Diffusion eq. with periodic BC using method of images

[Breuno]

Homework Statement

Considering the periodic boundary conditions (given below) I am supposed to find the solution T(x,t) with the initial condition T(x,0)=$$\delta$$(x) Also I am limited to use method of images so I can't use separation of variables unfortunately.

Homework Equations

The boundary conditions are give by:
$$T(x=-L/2,t)=T(x=L/2,t)$$

$$\frac{\partial T}{\partial x}(x=-L/2)=\frac{\partial T}{\partial x}(x=L/2)$$

The Attempt at a Solution

I've only started and for the initial condition using method of images I get:

$$T(x,t)=\sum{(-1)^{n}\ T_{g}(x+n*L,t)}$$

where the sum goes from -infinity to infinity.

My problem is how to implement the periodic boundary conditions into the problem.
In my textbook it says that using theese kind of boundary conditions in 1-D is equivalent to transforming the coordinates from a line to a circle. What does that mean?

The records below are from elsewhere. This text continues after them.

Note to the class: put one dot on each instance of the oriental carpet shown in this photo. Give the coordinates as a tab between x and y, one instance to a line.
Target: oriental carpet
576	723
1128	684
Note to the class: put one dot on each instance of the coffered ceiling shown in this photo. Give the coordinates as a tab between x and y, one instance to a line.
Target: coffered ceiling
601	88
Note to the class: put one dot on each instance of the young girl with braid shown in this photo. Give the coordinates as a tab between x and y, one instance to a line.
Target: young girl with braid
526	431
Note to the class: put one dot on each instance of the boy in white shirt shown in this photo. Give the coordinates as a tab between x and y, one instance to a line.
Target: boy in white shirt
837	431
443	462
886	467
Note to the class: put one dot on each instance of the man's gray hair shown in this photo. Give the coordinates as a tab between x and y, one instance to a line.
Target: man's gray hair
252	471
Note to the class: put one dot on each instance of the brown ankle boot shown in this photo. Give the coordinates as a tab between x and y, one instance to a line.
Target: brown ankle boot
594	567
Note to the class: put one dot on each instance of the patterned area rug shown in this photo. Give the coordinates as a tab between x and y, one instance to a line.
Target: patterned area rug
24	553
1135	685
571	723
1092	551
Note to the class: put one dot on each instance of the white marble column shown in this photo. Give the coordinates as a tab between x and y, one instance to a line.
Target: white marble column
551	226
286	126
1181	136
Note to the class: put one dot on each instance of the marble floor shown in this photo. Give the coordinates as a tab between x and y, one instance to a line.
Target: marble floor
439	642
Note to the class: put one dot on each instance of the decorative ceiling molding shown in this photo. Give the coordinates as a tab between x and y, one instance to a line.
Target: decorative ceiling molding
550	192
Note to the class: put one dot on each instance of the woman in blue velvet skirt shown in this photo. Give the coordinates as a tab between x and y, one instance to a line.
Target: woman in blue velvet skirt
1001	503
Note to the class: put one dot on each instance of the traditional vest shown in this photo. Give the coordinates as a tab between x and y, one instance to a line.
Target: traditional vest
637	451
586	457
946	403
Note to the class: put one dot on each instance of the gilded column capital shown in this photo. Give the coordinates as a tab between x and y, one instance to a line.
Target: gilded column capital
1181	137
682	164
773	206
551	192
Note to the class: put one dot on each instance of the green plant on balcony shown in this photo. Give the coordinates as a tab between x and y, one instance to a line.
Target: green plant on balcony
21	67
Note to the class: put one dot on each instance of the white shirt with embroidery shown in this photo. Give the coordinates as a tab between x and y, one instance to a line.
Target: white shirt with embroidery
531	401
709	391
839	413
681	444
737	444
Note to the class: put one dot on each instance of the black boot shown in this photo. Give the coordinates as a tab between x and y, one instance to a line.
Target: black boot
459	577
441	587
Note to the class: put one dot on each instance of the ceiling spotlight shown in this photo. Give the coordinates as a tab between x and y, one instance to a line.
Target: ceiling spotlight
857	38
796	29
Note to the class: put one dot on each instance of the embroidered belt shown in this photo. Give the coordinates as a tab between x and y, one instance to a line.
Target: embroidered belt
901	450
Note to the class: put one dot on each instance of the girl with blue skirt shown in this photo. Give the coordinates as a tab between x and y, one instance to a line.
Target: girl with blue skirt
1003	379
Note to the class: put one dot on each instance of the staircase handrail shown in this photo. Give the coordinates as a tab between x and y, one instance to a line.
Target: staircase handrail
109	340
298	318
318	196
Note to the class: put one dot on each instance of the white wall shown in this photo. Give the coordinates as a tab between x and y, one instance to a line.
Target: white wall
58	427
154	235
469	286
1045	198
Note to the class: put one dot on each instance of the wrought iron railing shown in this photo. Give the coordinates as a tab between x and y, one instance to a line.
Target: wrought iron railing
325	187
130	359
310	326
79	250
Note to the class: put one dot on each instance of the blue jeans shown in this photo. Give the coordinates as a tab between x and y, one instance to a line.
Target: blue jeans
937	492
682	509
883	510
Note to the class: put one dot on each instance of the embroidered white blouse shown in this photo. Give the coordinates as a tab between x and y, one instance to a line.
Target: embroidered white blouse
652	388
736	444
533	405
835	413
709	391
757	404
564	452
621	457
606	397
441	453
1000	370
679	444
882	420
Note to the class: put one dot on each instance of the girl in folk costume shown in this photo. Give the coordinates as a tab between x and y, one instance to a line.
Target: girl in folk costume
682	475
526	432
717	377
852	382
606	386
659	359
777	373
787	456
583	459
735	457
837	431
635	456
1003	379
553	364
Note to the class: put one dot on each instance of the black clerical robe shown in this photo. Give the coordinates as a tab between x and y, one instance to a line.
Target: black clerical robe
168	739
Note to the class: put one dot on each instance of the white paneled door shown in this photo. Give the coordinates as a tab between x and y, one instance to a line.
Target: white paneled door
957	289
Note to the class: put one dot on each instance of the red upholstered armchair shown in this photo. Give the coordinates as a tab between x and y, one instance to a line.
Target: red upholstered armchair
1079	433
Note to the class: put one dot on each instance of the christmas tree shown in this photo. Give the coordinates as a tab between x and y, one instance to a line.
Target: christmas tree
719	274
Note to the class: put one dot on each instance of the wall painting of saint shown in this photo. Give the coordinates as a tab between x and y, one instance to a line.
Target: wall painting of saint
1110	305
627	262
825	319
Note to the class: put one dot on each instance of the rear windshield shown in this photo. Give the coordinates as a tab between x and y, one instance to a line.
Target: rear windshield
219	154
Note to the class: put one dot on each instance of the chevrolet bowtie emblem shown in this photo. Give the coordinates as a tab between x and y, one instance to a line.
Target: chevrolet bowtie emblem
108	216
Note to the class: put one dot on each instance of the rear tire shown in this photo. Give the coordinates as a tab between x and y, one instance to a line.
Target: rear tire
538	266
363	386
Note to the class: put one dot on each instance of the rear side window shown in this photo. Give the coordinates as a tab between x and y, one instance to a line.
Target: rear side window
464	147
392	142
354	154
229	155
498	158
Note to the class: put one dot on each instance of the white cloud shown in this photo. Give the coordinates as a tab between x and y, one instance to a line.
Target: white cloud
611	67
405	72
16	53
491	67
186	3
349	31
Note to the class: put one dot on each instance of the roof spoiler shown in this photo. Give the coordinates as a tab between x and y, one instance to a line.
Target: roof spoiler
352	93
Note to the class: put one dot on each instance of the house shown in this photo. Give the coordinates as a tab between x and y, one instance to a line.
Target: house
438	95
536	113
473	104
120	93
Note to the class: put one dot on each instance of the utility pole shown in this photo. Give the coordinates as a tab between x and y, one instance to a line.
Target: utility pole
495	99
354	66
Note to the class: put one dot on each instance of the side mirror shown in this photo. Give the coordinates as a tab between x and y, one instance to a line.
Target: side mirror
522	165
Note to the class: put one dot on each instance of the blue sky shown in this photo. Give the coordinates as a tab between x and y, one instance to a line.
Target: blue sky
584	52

I'd much appreciate it if you gave me a hint on how to solve this

Thanks
/Simon

 

[tiny-tim]

Welcome to PF!

The boundary conditions are give by:
$$T(x=-L/2,t)=T(x=L/2,t)$$

$$\frac{\partial T}{\partial x}(x=-L/2)=\frac{\partial T}{\partial x}(x=L/2)$$
…
In my textbook it says that using theese kind of boundary conditions in 1-D is equivalent to transforming the coordinates from a line to a circle. What does that mean?

Hi Simon! Welcome to PF!

It just means that under those boundary conditions, the function repeats itself whenever x increases by L.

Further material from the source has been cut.